Enhancing Product Photography with AI: A Tech Note on Planningo
Product photography with AI — Tech Note of Planningo
The age of finding the desired image? Now is the age of creating it yourself.
News that AI can create realistic images similar to photographs has been around for years. However, recently, AI modules that can produce realistic and natural-looking images have emerged.
Some notable examples include DALL-E, Midjourney, and Stable Diffusion. It has been reported that major companies like Google and Meta are also developing their own AI systems for image generation.
Planningo, which focuses on creating product content, conducted research on which AI to use and how to utilize it to easily create product content. If it is possible to easily create product content using AI, it is expected to be widely used when preparing detailed product pages or promotional materials for online stores.
The representative text-to-image models we identified are as follows.
DALL-E
DALL-E is a text-to-image model created by OpenAI, well-known for its chat-gpt model. It mainly focuses on generating images from text descriptions. This model creatively generates images that match a specific sentence or word. For example, if the text input is “banana-shaped sofa,” it generates an image of a banana-shaped sofa in a living room, as shown in the picture above. DALL-E can transform text into visual elements to create creative and unique images.
Midjourney
This Model is an AI model that utilizes Generative Adversarial Networks (GANs). GANs are used to generate realistic images that are difficult to distinguish from real ones, and Midjourney uses this technology to create realistic and creative images. There was once controversy when an AI-generated artwork was selected as the winning piece, and it was Midjourney that created that artwork.
Stable Diffusion
Stable Diffusion is an image generation model developed by Stability AI, focusing on stable image generation. This model aims to alleviate the instability issues that occur during the image generation process and achieve more consistent image generation.
Furthermore, there is a Control-net that can partially control the image generation AI. After researching the features of these models, we decided to use the Stable Diffusion model for our service. It is obvious that other image generation models also have excellent performance.
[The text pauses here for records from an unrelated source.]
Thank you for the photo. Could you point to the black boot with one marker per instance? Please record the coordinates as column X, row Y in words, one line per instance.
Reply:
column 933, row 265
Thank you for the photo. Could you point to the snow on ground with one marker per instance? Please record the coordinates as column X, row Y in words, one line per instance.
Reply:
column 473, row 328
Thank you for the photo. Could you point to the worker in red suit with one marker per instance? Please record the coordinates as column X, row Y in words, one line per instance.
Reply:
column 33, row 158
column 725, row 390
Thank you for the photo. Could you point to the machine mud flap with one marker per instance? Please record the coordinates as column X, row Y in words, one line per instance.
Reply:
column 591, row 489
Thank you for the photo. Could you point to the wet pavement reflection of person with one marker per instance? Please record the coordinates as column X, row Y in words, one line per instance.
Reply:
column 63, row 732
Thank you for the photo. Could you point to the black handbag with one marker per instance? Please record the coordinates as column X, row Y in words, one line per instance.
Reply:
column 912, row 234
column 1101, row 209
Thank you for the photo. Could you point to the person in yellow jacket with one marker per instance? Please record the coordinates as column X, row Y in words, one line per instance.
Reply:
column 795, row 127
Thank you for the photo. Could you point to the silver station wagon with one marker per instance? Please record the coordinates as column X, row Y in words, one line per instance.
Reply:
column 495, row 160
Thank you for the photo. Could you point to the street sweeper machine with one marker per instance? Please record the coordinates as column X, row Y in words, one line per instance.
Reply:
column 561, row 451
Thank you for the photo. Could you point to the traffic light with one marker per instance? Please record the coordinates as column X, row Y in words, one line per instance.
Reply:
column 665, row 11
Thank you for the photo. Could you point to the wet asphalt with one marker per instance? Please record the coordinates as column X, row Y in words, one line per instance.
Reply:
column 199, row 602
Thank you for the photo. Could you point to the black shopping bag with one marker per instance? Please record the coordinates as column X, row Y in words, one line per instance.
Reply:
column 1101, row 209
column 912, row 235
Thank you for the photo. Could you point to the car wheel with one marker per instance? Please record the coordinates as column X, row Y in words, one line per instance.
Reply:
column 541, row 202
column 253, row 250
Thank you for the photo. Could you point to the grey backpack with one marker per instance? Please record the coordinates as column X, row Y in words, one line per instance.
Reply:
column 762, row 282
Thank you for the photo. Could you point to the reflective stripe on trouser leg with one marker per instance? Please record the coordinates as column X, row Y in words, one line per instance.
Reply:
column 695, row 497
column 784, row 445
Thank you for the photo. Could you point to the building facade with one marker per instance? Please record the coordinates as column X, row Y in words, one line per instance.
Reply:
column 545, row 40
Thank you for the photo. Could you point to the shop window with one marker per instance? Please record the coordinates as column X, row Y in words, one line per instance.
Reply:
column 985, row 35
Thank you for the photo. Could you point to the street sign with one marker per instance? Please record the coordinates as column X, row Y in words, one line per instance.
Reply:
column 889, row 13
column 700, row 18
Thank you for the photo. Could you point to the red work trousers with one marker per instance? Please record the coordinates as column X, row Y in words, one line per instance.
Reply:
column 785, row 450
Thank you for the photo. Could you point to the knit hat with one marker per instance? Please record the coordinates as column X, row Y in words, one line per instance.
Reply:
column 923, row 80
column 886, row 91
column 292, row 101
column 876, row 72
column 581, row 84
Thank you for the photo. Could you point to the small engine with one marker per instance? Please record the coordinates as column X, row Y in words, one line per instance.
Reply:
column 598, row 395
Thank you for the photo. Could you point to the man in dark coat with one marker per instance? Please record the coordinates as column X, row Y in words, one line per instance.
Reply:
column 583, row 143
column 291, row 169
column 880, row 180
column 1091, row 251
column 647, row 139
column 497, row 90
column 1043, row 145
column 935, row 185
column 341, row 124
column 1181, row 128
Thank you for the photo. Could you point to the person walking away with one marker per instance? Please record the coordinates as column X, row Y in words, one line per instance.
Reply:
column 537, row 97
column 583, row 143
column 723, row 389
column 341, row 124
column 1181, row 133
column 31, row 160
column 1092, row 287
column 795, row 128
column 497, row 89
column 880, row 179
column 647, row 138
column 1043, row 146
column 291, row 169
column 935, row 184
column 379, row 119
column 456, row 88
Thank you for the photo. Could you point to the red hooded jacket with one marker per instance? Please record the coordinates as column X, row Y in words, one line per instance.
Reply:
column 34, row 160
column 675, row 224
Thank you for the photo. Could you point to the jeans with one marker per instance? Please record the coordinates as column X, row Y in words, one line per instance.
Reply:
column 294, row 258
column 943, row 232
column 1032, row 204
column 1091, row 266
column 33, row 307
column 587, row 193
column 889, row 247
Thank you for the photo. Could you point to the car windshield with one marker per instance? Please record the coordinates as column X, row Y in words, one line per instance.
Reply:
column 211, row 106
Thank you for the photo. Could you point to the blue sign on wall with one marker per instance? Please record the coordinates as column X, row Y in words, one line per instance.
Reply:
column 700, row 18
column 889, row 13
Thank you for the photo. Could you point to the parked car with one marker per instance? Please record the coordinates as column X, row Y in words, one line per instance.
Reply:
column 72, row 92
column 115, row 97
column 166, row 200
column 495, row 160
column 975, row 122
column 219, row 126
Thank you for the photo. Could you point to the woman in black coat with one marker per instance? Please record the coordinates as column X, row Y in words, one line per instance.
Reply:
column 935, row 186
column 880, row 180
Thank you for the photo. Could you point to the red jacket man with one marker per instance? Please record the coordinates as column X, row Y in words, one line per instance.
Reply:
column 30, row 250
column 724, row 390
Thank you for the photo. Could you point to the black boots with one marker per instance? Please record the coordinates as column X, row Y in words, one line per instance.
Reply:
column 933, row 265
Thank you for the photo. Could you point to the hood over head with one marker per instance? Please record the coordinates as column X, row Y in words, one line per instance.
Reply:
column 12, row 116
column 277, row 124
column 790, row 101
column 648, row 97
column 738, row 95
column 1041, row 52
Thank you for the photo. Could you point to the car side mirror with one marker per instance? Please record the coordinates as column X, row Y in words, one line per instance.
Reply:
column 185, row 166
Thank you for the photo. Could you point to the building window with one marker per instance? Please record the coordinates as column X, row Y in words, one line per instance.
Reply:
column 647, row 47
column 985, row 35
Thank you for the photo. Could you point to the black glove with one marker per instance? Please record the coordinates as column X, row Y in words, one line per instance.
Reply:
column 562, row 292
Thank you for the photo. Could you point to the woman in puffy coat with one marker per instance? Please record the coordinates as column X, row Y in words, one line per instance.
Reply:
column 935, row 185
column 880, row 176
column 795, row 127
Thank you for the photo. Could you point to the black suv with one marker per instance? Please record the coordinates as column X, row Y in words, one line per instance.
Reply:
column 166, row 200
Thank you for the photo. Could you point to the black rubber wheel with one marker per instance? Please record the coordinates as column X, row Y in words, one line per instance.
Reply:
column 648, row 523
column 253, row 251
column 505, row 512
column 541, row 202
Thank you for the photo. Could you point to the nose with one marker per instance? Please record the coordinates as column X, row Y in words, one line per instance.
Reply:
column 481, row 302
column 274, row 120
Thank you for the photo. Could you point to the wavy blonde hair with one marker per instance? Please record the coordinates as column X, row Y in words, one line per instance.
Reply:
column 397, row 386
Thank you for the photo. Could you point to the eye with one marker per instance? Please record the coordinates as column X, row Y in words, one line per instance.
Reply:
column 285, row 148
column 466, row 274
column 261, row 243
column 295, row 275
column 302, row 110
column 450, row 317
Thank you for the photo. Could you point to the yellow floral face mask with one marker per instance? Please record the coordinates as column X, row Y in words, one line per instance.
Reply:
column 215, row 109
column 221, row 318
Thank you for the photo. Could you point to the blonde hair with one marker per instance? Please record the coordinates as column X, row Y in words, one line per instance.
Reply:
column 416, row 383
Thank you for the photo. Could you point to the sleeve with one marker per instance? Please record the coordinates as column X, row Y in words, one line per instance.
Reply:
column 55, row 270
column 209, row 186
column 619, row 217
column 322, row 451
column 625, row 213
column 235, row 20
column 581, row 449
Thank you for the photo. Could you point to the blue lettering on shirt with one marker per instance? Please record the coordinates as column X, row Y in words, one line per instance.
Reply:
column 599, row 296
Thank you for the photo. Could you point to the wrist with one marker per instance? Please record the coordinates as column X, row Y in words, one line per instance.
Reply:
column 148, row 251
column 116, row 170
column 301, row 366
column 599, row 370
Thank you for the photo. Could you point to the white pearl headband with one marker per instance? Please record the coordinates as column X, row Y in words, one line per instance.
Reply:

So why did we choose Stable Diffusion?
Actually, we had to use Stable Diffusion. What we need to use for generating product content is not text-to-image, but image-to-image. To create product content, we need to generate the natural background around the product based on the input product image. Therefore, an image should be present as an input. The existence of Control-net was also significant. Through Control-net, Planningo was able to create a more product-specific image using the Stable Diffusion model.
What is Control-net?
Control-net is a model that allows control over how Stable Diffusion generates images. We wanted to create a more natural background around the product and generate an image as if the product were originally placed in that background. We used the canny model of Control-net to generate the image.